Morrisons has traditionally been the most shy of the big four grocers towards City analysts, investors and the media. Some believe that has led, in part, to its de-rating.

But Morrisons has a good story to tell. While new chief executive Dalton Philips took over at a difficult time, when the whole sector started to suffer from dampened food inflation, he has kept his foot on the pedal and the grocer’s momentum has not waned.

When it delivered its first-quarter update earlier this year, with like-for-likes up 0.8%, it said it was “a nose” ahead of the rest of the big four, and broker Shore Capital believes Morrisons will have delivered the strongest overall trading momentum for the past six months too.

Morrisons was damned for reporting a trading slowdown because it was the first to do so, but the rest of the big four soon followed. While the market remains tough, Morrisons should have been able to gain ground on margins despite it coming up against the anniversary of higher margins a year earlier.

Shore Capital says that promotional activity has been relatively low-key - despite the milk war that erupted last week when all four grocers slashed prices - and that Morrisons is an “astute trader”, so it expects robust gross margins to be a feature of its half-year.

Morrisons is also run as a tight ship. It is implementing several important IT projects and modernising its distribution network, which should all support margin growth.

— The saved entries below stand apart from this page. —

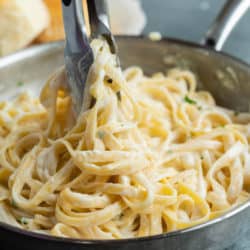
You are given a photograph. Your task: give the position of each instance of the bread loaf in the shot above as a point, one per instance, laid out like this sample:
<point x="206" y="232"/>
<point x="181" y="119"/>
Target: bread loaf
<point x="21" y="21"/>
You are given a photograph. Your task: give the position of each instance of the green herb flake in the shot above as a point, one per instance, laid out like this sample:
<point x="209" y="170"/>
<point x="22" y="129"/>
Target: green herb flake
<point x="110" y="81"/>
<point x="22" y="220"/>
<point x="20" y="84"/>
<point x="189" y="100"/>
<point x="236" y="113"/>
<point x="101" y="134"/>
<point x="119" y="96"/>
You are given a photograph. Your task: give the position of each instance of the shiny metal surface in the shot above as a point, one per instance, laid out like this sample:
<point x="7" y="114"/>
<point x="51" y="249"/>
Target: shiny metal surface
<point x="34" y="65"/>
<point x="78" y="55"/>
<point x="221" y="28"/>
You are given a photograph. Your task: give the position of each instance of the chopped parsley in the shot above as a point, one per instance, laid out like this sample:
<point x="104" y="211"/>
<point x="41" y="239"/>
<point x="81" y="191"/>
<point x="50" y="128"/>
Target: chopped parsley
<point x="22" y="221"/>
<point x="20" y="83"/>
<point x="101" y="134"/>
<point x="189" y="100"/>
<point x="118" y="94"/>
<point x="110" y="81"/>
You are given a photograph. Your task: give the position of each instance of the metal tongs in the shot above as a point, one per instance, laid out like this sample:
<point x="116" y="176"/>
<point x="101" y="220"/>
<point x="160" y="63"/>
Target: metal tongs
<point x="78" y="55"/>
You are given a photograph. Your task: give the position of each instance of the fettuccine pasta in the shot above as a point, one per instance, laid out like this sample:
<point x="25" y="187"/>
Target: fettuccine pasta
<point x="149" y="155"/>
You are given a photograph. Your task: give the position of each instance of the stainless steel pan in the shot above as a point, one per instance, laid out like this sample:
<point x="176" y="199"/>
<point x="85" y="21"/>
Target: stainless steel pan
<point x="34" y="65"/>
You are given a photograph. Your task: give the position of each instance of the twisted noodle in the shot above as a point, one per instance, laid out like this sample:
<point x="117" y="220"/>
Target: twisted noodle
<point x="151" y="155"/>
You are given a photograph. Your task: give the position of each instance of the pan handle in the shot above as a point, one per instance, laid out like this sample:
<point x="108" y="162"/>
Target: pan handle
<point x="222" y="26"/>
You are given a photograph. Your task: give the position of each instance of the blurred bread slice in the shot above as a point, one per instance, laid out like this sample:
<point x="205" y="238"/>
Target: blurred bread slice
<point x="126" y="16"/>
<point x="21" y="21"/>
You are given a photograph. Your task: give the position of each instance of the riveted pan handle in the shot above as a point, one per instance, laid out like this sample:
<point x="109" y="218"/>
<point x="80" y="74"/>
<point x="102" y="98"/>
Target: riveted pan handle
<point x="227" y="19"/>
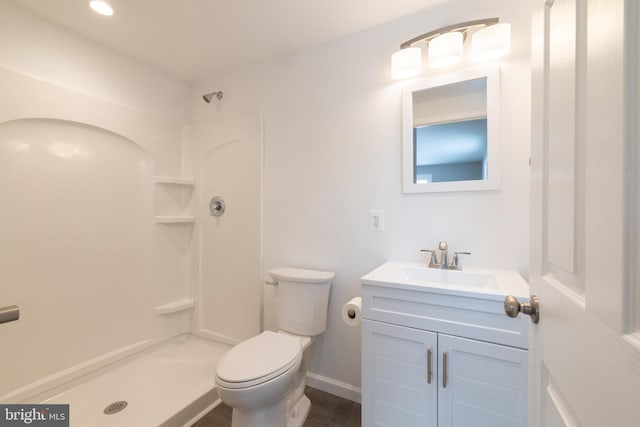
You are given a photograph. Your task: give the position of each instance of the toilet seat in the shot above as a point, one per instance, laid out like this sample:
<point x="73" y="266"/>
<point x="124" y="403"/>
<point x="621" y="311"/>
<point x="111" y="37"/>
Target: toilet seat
<point x="258" y="360"/>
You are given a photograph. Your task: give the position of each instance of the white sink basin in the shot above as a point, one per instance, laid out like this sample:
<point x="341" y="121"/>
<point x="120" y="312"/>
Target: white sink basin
<point x="416" y="276"/>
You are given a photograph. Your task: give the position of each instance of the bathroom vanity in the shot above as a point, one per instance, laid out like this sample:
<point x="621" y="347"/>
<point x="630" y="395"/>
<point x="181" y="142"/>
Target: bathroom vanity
<point x="438" y="350"/>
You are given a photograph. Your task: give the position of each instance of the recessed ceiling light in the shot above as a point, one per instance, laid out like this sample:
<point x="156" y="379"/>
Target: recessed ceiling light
<point x="101" y="7"/>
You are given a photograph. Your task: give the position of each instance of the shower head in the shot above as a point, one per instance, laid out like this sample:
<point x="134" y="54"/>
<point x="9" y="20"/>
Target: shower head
<point x="208" y="96"/>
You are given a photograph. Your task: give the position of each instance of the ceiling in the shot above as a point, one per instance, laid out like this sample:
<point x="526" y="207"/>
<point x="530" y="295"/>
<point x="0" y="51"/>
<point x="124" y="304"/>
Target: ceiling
<point x="192" y="38"/>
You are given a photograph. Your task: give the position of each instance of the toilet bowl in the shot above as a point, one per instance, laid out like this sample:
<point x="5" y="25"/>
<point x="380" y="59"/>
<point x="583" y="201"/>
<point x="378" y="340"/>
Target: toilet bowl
<point x="263" y="378"/>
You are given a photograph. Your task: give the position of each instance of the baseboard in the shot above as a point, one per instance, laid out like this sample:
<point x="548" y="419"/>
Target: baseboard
<point x="335" y="387"/>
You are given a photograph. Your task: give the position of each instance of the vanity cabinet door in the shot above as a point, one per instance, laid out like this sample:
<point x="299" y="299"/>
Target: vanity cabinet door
<point x="485" y="384"/>
<point x="396" y="390"/>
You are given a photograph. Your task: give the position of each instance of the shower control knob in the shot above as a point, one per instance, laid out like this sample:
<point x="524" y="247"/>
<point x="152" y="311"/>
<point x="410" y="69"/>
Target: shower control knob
<point x="513" y="307"/>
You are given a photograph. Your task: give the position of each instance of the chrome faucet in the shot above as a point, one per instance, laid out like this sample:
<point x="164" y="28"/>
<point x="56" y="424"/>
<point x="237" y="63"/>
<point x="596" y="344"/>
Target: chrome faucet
<point x="440" y="258"/>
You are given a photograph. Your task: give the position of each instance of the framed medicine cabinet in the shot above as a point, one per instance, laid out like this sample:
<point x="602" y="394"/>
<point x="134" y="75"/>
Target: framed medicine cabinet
<point x="451" y="133"/>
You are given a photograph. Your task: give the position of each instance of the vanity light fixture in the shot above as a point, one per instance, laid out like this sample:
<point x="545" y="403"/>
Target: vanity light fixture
<point x="101" y="7"/>
<point x="445" y="46"/>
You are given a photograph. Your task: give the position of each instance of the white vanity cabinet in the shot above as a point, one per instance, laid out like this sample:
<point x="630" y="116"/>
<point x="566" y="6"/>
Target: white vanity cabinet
<point x="435" y="357"/>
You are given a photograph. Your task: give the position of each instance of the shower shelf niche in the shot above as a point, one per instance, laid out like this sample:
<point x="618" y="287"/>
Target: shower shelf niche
<point x="175" y="195"/>
<point x="174" y="306"/>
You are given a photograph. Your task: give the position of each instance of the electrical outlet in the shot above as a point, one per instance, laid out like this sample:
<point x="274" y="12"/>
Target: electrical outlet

It has also shown innovation with the purchase of manufacturer Simply Fresh Foods last month, again supporting margin growth.

Philips is edging closer to revealing his strategy for Morrisons in September. While he has to tackle big issues such as online grocery shopping and non-food, he also needs to deliver clarity on store opening plans to ensure sales growth. His competitors have been gung-ho about expansion and Morrisons will not want to be left behind.